Never met a child who didn't like boiled potatoes with a dollop of butter.
Nor a roast dinner - you can still get a cheap chicken or cheap chicken cuts to put in the oven with your roast potatoes, onions - and boil some vegetables. And just mix the bottom of the pan with some gravy ganules disolved in boiling water. It's a 5 min work job and an hour of the oven doing the work.
And you know how to batch cook spag bol mix right? Just 250gm of mince and add stock cubes, tinned tomatoes, peppers, cellery, onions, with finely diced carrots and seasonally inspired parnips and/or aubergines and/or courgettes and/or mushrooms. Finely diced. They don't know the finely diced what they're eating. But you do. Freeze the leftovers and serve once a week.
Really tough day? Saussage and mash. Once your energy levels are up, after not eating all the crap junk food, add some onion gravy.
Summertime? Keep your potato salad to hand. Jamie Oliver, whose recipes I generally hate as "too complicated and that is not in my cupboard", has a simple cheap recipe that is good.
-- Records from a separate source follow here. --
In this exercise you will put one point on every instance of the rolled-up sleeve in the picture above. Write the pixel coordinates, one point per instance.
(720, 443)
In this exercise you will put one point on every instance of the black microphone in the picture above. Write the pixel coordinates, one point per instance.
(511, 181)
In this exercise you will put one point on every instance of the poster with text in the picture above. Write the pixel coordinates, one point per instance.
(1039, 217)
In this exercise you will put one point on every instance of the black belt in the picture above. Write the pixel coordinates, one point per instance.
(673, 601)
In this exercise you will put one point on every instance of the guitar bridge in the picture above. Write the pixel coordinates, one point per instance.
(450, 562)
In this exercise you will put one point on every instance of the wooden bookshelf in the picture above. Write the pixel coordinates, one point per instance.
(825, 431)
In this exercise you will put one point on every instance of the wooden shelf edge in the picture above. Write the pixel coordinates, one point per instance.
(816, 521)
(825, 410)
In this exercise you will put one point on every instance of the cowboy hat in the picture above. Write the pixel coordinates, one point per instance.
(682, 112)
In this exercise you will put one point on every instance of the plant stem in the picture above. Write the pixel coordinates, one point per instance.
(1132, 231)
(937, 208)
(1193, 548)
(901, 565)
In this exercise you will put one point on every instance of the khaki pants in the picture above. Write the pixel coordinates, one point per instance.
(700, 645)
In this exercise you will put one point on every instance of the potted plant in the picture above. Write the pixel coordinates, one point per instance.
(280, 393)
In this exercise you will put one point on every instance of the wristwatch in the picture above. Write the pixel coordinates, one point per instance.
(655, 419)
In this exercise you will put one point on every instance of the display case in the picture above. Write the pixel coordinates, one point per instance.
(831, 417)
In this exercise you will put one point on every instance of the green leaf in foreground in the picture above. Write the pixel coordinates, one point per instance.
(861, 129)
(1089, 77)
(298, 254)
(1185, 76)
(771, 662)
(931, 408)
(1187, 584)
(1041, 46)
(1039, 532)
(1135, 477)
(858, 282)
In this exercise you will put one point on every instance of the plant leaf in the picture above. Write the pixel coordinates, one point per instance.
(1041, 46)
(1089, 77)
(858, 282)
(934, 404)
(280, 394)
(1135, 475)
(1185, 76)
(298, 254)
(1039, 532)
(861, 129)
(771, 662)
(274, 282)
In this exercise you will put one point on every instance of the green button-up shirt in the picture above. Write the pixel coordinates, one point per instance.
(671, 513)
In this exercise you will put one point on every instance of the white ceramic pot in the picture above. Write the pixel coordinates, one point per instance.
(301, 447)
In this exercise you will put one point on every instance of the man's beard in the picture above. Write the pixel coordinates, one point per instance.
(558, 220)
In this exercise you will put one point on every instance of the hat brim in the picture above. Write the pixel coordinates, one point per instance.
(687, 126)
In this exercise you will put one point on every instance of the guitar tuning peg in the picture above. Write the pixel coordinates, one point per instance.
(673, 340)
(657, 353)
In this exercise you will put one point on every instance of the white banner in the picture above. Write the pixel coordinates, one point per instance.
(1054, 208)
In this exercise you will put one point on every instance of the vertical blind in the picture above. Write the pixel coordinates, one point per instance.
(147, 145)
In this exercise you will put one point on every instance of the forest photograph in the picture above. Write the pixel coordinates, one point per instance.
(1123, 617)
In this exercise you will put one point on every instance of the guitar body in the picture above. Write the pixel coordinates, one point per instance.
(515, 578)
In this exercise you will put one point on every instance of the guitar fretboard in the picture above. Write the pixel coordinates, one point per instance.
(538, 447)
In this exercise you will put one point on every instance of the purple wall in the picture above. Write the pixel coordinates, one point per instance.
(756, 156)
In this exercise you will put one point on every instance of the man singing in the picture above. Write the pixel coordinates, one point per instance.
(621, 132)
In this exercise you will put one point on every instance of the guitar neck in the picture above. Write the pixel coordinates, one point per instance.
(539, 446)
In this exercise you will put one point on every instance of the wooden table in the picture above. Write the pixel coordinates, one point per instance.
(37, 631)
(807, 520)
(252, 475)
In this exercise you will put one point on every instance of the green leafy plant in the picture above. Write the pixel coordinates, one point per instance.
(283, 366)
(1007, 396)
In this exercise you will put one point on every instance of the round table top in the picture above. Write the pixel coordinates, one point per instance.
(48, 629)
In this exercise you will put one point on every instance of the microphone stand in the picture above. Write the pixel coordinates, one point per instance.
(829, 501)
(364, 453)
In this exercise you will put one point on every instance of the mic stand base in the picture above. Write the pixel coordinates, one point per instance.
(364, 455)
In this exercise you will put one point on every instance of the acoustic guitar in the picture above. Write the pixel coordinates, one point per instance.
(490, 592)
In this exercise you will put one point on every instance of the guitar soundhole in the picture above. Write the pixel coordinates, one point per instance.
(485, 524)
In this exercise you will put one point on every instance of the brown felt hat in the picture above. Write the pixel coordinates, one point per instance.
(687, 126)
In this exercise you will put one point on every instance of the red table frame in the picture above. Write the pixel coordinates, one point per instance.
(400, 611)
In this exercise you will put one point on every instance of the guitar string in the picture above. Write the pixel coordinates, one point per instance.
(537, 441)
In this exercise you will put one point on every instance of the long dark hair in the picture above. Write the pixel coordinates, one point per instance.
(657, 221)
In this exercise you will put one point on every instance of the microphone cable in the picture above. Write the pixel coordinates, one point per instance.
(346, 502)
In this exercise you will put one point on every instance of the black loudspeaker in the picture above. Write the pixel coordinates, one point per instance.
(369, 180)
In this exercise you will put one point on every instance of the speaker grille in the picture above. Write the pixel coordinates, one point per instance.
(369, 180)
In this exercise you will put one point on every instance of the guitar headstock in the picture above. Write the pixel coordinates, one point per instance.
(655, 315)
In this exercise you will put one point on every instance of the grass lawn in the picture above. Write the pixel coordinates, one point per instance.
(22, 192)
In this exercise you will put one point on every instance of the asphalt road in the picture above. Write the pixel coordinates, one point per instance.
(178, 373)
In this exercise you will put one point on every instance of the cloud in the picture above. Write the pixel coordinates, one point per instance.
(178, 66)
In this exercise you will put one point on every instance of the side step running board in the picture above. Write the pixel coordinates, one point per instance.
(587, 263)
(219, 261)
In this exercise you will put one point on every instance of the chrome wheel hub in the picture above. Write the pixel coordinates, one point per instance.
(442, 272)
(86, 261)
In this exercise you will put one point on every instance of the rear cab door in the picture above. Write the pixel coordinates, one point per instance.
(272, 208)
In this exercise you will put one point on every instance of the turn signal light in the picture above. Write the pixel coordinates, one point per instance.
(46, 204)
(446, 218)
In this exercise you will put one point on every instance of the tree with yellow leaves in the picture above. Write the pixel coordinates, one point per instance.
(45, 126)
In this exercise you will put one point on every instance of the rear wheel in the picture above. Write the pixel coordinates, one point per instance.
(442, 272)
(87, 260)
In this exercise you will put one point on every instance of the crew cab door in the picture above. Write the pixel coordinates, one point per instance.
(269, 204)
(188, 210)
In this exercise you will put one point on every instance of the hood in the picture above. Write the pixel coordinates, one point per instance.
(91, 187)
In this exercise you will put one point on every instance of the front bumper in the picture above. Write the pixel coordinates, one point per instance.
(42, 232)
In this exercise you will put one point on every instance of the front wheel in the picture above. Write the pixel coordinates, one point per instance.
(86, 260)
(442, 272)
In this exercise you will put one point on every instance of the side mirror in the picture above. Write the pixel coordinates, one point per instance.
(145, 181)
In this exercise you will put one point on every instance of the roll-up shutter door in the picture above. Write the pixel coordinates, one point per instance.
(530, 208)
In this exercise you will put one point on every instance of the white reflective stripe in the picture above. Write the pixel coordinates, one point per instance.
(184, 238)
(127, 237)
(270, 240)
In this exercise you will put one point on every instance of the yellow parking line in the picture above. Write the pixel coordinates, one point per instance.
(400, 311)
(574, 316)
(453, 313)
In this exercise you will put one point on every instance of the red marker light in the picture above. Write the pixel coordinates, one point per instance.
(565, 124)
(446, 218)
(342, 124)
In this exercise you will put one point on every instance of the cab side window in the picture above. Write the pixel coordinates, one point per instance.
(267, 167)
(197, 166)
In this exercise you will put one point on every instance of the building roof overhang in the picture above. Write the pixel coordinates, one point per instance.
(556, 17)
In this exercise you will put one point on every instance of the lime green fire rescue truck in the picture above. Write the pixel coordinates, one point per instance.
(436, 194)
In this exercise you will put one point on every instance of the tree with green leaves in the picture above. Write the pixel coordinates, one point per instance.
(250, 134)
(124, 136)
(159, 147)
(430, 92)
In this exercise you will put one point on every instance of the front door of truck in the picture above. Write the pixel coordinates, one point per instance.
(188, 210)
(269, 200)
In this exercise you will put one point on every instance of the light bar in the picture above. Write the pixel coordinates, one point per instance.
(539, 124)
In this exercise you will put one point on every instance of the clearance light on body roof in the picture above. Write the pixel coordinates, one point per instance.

Just remember the meat and 2 veg rule. Cook a pork chop, sausage, pork belly, chicken piece and serve it with 2 vegetables - 1 x peas, sweetcorn, carrots, cabbage, beans, etc. And 1 x potatoes, rice, cous cous.
Think you're doing your children a disservice by cooking them boring meals? Nope, they'll eat when hungry. They might enjoy the occasional junk food. But their standard diet for life will be to opt for the healthy basic.
Raised three girls. They all like the occasional junk food. But now they have their own families. They've chosen simple home-cooked dinners to feed their children. All three of them in various ways (one of them loves trying recipes). But not one of them would buy an industrialised microwave dinner or fall back on a takeaway.